CAJUN SHRIMP LINGUINI WITH ARRABIATA-STYLE SAUCE
Italian food is without question my favourite type of cuisine. Using dried pasta is more than acceptable – there’s such good quality on offer these days that it’s a no-brainer when making dishes like this. I, like a lot of people, don’t eat enough fish, but with a dish like this it’s easy to put it on the weekly rota at home. This sauce, sugo all’arrabbiata, as the Italians call it, lifts this dish to the next level. The word arrabbiata means ‘angry’ in Italian, referring to the use of chillies in the sauce! If, like me, you’re a wuss when it comes to chillies and heat, stick with one chilli, as quoted in the recipe.
400g dried linguini
3 tbsp good olive oil
1 chilli, deseeded and finely chopped
2 garlic cloves, finely sliced
1 tsp cajun spice
350g large prawns, deveined
2 plum tomatoes, deseeded and finely chopped
juice and zest of 1 lemon
1 bunch of flat-leaf parsley, chopped
Add a good pinch of sea salt to a pot of boiling water. Lots of people don’t season their water when making pasta, but many will say it’s essential to get flavour into the pasta right from the off.

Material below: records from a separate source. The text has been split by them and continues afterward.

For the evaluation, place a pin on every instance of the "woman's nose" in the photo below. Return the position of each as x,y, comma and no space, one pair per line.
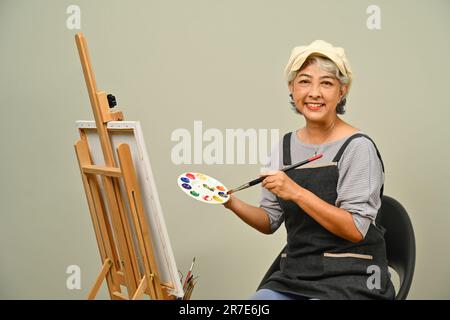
314,92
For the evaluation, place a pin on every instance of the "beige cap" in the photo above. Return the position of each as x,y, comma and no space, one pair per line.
300,54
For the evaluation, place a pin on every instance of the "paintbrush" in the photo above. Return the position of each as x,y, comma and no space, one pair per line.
260,179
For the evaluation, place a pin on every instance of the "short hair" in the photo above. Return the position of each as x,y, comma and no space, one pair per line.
327,65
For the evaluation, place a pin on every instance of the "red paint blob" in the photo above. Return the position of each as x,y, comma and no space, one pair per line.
190,176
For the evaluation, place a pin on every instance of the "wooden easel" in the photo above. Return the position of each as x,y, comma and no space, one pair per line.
112,226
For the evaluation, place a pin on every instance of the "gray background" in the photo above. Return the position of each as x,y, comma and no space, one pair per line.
170,63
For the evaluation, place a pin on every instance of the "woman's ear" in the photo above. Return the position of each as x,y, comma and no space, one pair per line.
344,90
291,86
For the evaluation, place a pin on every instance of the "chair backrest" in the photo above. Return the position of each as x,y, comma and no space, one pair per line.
400,242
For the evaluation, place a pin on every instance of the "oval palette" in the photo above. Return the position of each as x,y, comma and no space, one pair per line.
203,188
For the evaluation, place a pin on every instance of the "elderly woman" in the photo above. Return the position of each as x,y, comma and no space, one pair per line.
334,248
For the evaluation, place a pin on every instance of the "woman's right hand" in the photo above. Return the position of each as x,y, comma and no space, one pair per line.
228,203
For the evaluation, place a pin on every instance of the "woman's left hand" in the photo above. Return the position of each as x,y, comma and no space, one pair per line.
281,185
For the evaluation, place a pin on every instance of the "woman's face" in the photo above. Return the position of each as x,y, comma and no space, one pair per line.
316,93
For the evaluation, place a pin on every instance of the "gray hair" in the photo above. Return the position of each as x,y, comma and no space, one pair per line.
329,66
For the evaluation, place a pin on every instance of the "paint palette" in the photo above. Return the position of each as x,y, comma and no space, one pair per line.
203,188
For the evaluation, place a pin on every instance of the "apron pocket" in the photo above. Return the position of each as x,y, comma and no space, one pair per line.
346,263
348,255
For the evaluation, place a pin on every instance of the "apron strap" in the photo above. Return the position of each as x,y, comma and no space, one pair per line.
287,149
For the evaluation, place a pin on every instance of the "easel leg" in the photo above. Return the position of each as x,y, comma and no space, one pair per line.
105,269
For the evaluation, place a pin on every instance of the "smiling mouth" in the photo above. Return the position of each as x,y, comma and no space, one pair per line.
314,106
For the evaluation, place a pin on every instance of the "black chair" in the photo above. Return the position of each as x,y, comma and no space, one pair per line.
400,242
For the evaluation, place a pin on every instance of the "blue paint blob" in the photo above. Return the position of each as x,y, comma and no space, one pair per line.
186,186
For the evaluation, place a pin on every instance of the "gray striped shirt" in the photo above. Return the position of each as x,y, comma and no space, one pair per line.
360,178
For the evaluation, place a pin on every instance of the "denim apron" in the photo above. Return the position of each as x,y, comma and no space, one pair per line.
318,264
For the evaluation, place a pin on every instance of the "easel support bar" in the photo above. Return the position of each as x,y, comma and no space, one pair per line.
101,170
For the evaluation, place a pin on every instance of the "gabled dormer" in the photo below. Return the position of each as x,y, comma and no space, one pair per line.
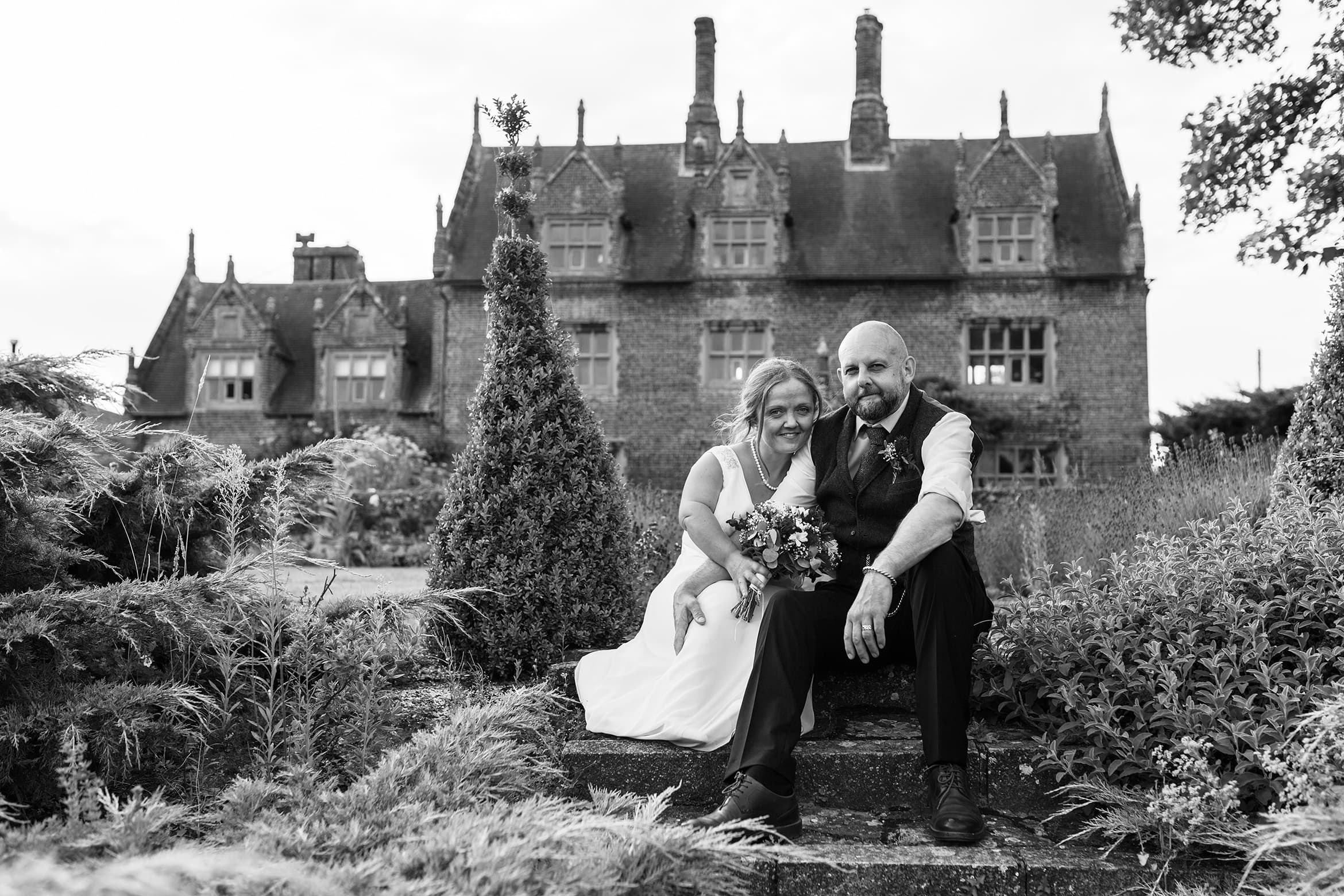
225,340
359,350
741,208
578,211
1006,206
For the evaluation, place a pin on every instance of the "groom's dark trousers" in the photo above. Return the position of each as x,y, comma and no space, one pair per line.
941,613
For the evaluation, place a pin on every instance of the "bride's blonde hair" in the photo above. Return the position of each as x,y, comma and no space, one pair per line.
768,374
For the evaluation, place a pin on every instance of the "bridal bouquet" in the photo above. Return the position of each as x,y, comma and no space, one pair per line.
788,540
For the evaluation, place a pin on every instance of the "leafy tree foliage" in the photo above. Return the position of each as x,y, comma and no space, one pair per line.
1264,413
1283,132
535,509
1314,452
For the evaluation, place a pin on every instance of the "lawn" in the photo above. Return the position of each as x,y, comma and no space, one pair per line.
357,581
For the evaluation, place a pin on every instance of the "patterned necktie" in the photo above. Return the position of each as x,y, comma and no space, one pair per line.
872,456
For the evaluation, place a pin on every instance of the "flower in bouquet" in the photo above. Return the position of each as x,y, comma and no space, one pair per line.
788,540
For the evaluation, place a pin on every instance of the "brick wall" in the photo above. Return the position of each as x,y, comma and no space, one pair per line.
1097,406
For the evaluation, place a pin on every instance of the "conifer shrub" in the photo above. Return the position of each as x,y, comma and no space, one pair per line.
1223,633
1314,452
535,509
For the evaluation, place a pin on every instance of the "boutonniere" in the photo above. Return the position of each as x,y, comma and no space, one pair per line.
897,453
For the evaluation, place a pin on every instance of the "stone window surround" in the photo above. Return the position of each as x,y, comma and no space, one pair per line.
720,231
1035,238
601,265
1022,464
229,373
1014,359
370,359
746,354
585,363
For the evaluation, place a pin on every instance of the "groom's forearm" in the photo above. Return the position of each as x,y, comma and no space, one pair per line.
703,577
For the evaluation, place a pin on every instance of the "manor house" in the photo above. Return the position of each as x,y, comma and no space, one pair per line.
1013,265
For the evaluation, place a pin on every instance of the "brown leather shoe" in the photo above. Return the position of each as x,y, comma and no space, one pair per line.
956,818
749,798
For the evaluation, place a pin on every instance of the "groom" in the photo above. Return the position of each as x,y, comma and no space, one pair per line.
891,472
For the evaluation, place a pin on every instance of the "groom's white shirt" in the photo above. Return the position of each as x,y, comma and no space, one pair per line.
945,453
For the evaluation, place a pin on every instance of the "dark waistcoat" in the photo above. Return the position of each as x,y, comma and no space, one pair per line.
866,515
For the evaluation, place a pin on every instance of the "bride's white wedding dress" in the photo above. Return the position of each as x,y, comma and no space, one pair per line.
691,699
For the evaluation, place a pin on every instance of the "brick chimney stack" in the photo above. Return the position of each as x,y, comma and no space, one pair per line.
868,136
702,124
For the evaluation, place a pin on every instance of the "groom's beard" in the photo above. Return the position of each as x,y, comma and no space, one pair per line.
876,406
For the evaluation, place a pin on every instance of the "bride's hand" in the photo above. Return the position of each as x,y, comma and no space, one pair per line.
746,574
685,608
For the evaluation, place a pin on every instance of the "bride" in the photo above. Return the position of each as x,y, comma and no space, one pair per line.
679,681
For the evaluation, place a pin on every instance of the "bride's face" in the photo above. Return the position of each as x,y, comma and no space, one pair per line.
788,417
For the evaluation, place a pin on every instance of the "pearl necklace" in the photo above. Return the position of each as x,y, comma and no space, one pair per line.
756,456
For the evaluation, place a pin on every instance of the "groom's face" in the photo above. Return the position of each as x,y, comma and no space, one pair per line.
875,374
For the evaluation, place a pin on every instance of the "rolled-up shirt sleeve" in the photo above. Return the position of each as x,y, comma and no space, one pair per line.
947,460
800,485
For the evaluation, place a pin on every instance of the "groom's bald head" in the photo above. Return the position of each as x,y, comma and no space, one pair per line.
875,370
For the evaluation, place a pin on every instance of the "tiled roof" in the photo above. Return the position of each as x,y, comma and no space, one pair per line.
164,377
846,223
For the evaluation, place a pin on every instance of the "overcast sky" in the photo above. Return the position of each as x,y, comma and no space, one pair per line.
128,124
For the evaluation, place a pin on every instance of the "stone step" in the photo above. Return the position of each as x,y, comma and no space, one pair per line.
862,762
887,688
890,853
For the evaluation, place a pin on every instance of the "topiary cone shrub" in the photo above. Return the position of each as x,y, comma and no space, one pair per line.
535,509
1314,452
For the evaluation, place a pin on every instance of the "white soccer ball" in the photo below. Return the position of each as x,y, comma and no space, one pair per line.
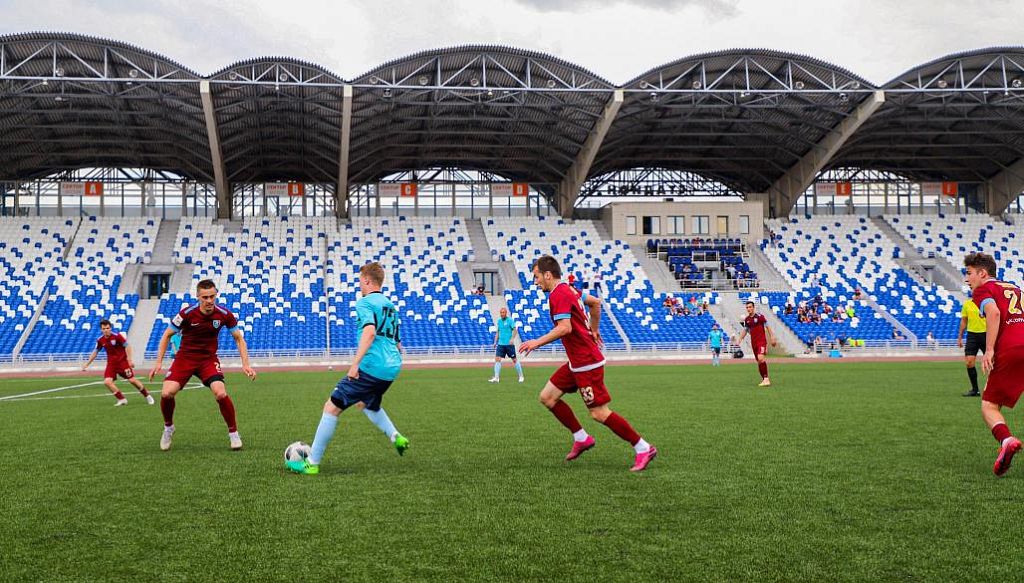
297,451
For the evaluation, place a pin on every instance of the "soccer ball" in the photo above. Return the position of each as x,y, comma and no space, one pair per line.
297,451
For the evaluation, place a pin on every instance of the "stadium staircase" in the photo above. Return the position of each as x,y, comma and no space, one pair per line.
925,269
657,271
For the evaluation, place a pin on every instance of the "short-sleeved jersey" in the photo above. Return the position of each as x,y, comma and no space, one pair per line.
715,337
506,327
582,349
115,346
755,326
975,323
383,360
1008,298
200,331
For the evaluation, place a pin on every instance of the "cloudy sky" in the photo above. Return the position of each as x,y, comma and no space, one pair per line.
617,39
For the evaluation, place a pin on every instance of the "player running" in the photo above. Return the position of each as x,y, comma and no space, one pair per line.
1003,307
375,366
119,363
757,325
972,321
715,341
585,370
200,325
507,331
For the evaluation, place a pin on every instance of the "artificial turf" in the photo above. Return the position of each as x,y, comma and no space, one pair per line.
840,471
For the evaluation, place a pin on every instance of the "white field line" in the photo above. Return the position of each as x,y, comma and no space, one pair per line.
28,396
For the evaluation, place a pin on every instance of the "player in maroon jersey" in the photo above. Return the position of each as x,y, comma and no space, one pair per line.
577,319
200,325
119,363
1000,303
761,334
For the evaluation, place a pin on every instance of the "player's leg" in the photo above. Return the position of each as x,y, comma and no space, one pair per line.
372,408
498,366
551,397
1009,445
129,375
167,392
595,396
111,386
219,390
762,358
518,368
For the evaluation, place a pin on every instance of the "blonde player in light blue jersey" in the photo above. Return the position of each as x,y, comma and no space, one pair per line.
375,366
504,346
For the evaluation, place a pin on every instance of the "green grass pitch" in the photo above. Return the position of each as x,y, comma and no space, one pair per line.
841,471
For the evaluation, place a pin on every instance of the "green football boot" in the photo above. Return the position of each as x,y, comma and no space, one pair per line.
302,466
400,444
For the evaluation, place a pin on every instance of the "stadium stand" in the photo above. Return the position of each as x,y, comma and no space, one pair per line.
86,291
582,252
843,255
31,251
685,257
953,237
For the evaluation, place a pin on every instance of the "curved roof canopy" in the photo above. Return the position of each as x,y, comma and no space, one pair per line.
956,118
743,118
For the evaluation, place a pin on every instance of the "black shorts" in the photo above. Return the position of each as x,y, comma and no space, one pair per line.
975,343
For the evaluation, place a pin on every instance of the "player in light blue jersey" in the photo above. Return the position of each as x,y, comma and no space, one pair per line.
377,363
715,341
504,346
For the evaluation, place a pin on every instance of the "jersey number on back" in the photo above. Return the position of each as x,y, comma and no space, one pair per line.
389,323
1015,301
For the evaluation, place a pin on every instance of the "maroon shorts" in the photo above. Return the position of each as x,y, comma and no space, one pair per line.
207,370
589,383
115,370
1006,382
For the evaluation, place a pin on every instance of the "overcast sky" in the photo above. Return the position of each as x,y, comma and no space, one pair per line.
617,39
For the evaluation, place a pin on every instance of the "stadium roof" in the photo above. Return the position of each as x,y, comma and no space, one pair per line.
745,118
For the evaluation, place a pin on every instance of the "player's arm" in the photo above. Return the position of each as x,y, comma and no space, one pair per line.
92,357
240,341
162,349
562,327
992,322
366,340
594,305
131,361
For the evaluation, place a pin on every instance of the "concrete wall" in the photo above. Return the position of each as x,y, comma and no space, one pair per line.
615,218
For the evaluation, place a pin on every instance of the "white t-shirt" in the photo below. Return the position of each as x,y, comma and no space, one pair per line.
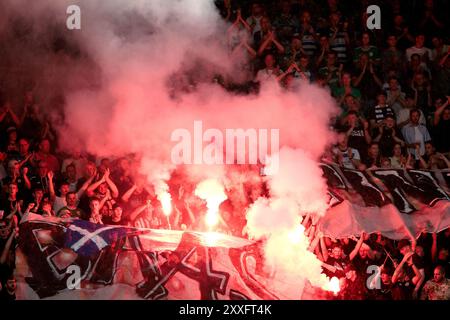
265,74
256,22
346,161
403,115
420,139
60,202
419,51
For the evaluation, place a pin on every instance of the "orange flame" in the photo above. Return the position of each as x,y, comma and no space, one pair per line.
214,194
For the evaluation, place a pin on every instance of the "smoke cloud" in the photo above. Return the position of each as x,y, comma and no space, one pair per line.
116,88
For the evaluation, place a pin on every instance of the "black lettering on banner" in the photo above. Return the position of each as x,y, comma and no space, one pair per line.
201,270
401,188
239,258
426,181
236,295
334,179
371,194
446,177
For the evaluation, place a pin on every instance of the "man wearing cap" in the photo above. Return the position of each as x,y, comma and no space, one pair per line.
353,287
14,175
437,288
414,266
415,134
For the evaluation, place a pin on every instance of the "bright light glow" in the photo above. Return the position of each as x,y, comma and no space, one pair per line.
211,238
166,203
297,234
333,286
213,192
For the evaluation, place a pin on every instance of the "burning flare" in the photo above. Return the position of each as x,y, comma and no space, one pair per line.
213,192
333,286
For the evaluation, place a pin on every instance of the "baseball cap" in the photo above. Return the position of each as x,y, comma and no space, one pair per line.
403,243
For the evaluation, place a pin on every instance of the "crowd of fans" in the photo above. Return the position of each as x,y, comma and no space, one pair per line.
393,88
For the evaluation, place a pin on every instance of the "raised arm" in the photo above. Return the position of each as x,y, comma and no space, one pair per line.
51,186
112,186
7,247
84,187
126,196
357,247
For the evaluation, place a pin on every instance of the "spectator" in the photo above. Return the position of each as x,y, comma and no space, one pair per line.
413,271
437,288
357,130
380,112
440,49
285,23
307,34
415,134
346,88
95,215
368,81
372,51
330,72
395,97
254,21
44,155
441,131
116,217
354,287
403,117
347,157
420,49
373,158
270,72
388,136
71,209
398,160
339,38
392,57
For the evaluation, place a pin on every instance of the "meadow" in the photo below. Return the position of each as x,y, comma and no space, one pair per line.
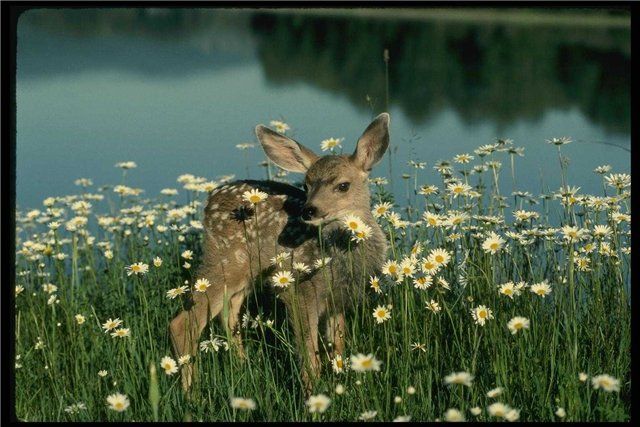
495,304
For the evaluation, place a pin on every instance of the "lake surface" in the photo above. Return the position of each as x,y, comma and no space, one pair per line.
176,90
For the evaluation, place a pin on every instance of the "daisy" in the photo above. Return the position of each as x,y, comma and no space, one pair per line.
381,209
362,234
301,267
201,285
282,279
330,143
475,411
281,127
121,333
118,402
374,282
362,363
559,141
407,267
368,415
618,180
390,268
353,223
602,231
517,323
254,196
111,324
49,288
172,293
427,190
382,313
126,165
453,415
462,378
605,382
462,158
242,403
440,256
338,364
169,365
318,403
137,268
541,289
429,266
481,314
423,282
493,243
433,306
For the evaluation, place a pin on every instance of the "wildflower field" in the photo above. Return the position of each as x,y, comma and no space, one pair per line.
493,305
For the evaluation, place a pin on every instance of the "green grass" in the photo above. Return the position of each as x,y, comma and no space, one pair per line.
583,325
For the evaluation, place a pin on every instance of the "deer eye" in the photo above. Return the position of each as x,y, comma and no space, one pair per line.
343,187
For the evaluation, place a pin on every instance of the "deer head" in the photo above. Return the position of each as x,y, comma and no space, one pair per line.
336,185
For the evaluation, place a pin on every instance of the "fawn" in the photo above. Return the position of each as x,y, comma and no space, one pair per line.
241,238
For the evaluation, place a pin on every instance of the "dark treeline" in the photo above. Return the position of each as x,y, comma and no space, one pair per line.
483,72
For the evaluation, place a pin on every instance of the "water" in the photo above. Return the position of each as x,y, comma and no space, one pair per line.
176,90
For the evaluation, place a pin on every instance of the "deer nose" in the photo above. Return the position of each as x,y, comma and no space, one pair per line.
308,211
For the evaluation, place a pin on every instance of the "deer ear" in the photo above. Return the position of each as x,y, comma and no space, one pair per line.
373,143
284,151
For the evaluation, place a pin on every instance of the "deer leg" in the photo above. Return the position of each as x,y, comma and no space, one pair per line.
233,319
335,332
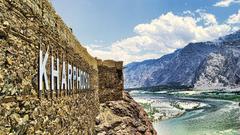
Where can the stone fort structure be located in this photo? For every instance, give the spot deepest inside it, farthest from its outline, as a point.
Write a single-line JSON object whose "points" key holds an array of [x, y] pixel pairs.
{"points": [[49, 84]]}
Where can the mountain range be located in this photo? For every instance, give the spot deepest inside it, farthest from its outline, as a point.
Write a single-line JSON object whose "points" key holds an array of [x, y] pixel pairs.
{"points": [[212, 64]]}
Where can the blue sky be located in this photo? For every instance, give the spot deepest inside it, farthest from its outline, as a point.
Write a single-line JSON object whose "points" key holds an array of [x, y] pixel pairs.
{"points": [[134, 30]]}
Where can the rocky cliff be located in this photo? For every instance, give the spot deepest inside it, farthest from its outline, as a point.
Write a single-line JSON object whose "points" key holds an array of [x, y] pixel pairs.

Cook the pasta as per instructions on the package and, when cooked, drain and keep warm. Keep a couple of spoonfuls of the pasta-cooking liquor back, as we’ll add these to the sauce later.
In a pan over a medium heat, add the olive oil, chilli, garlic and the Cajun spice. Allow these to cook for a couple of minutes to flavour the oil. Then add the prawns and cook them for about one minute, keeping the pan moving all the time so the prawns get coated in that flavour-packed oil. Add the tomato and zest and juice of a lemon and then remove from the heat. Add the cooked linguini to the pan and toss through the sauce, along with three tablespoons of the reserved pasta-cooking liquor. Check the seasoning and add salt and pepper if needed.
To serve, pop the pasta and prawns into a large bowl, drizzle with the sauce and garnish with a sprinkle of the chopped parsley.